To get your hands on the world’s fastest, most luxurious supercar, you may need to trek to Europe and perfect your table manners to such a degree that you impress the automakers enough that they allow you to drive one of their babies.
We’re talking about Bugatti, of course, where the road for prospective buyers often begins with a pilgrimage to a château in northern France and ends with speed and acclaim.
The Telegraph talks about Ettore Bugatti judging the eligibility of his customers not by how they managed the wheel but by how they handled their knives and forks at the dinner table.

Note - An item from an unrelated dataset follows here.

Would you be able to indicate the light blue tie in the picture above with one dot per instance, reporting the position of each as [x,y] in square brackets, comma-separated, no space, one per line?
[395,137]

If a prospective driver had any lapse in etiquette or poor utensil control, they would miss out on their dream machine.
The tale goes on:
From the company’s very start in 1909, clients would be vetted at the imposing Château Saint-Jean – a property near Molsheim in the Alsace region (now a part of France but then annexed to Germany), which Bugatti had bought and where he made his cars.

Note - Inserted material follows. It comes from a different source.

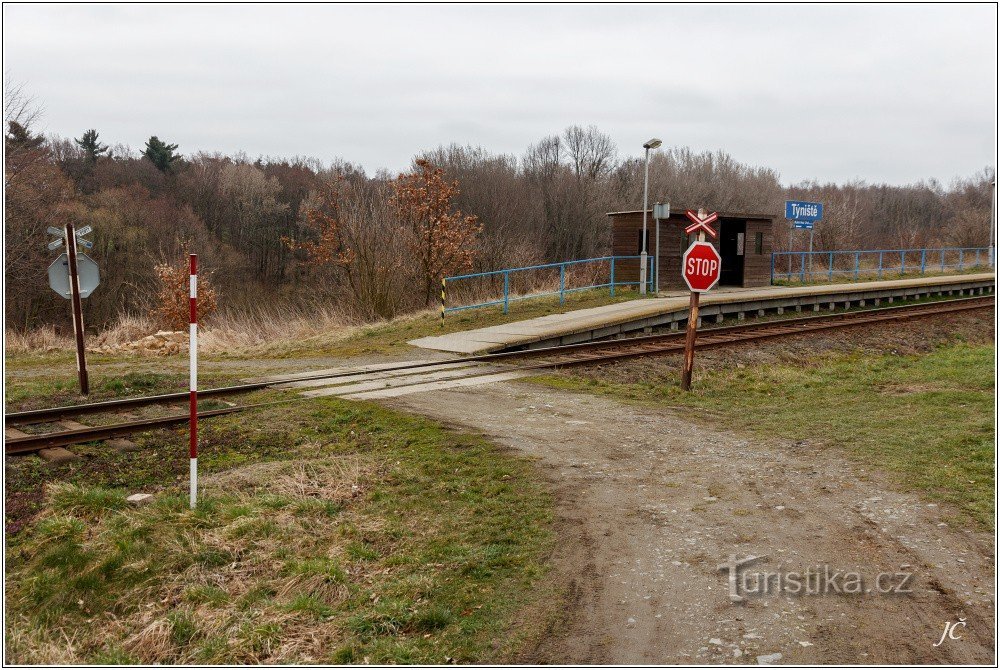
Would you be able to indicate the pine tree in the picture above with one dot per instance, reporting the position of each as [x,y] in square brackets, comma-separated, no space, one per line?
[161,154]
[92,147]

The formal mansion, with its oeil-de-boeuf windows and balustrades, was built by the Wangen de Geroldseck family in 1857, on the site of a 13th-century stronghold of the Knights of Malta.

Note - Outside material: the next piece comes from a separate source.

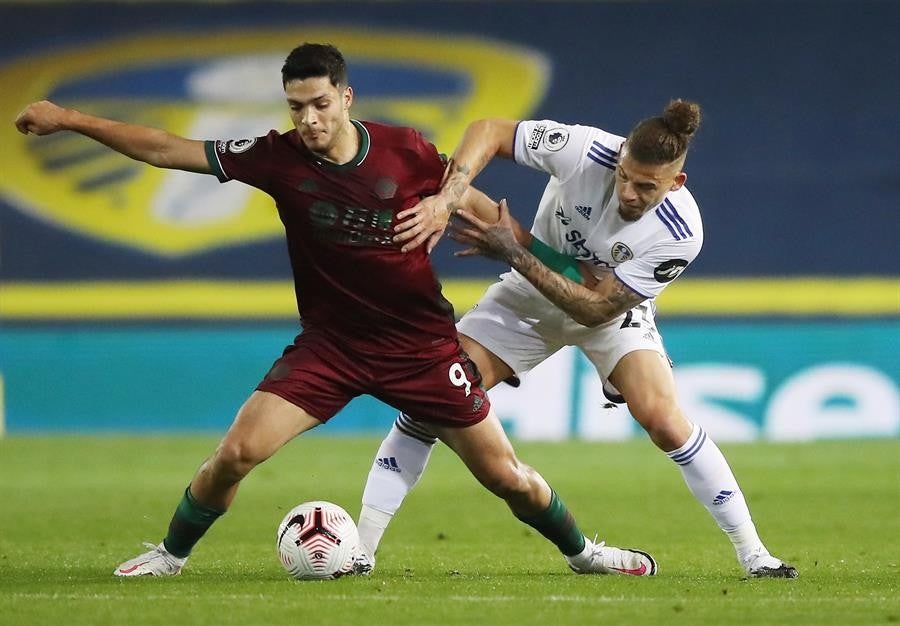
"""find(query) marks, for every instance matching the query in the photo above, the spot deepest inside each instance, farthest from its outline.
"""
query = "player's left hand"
(423, 223)
(496, 241)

Bugatti threw lavish parties at the famous location, celebrating his numerous Grand Prix wins throughout the 1920s and 1930s.
While things are a little different these days without Ettore Bugatti around (he died in 1957), the Château Saint-Jean still remains the beating heart of the company.
It is said that most prospective Bugatti buyers still make the pilgrimage to Molsheim, where the company’s space-age modern factory is right next to the château:
It is also – to the relief of those hopefuls jetting in to personalise a new Bugatti – a lot more welcoming:
Based on their investment, the clients deserve a warm welcome: a ‘standard’ 8,000cc Chiron costs from £2.7 million, and there are almost infinite possible upgrades with commensurately gigantic price tags.
In this day and age, if you’re spending over R54 million on a supercar, you better get treated with maximum praise and respect, but it is not completely off the table that you have to know how to sit at the table.
Tom Cruise, Jay-Z, and Cristiano Ronaldo are among the lucky few who managed to bag a Bugatti in recent times:
The football star reportedly recently splashed out £8.6 million on a limited-edition Centodieci, one of 10 in existence, which can hit 236mph. Bugatti drivers also include billionaire fashion designer Ralph Lauren, who owns a rare 1938 Type 57SC Atlantic, and talk-show host Jay Leno, who boasts a supercharged 37A from the 1920s in his car collection.
The world’s most expensive car is also Bugatti’s best-known vehicle, the La Voiture Noire, painted entirely in high-gloss black, boasting six exhaust pipes, and finished off with a lovely price tag of £11,3 million.
Impressive still, at the Ehra-Lessien test track in Germany in August 2019, British racing driver Andy Wallace pushed a modified Chiron to a fantastic speed of 304,77 miles per hour, setting a world speed record for a production car.
It’s not just the raw power of the supercar that gets Bugatti fans all hot under the collar, but also the splashy add-ons and especially, the exclusivity guaranteed by paying such sky-high prices.
All you have to do is keep your knife and fork in order and not eat with your mouth full. It goes without saying.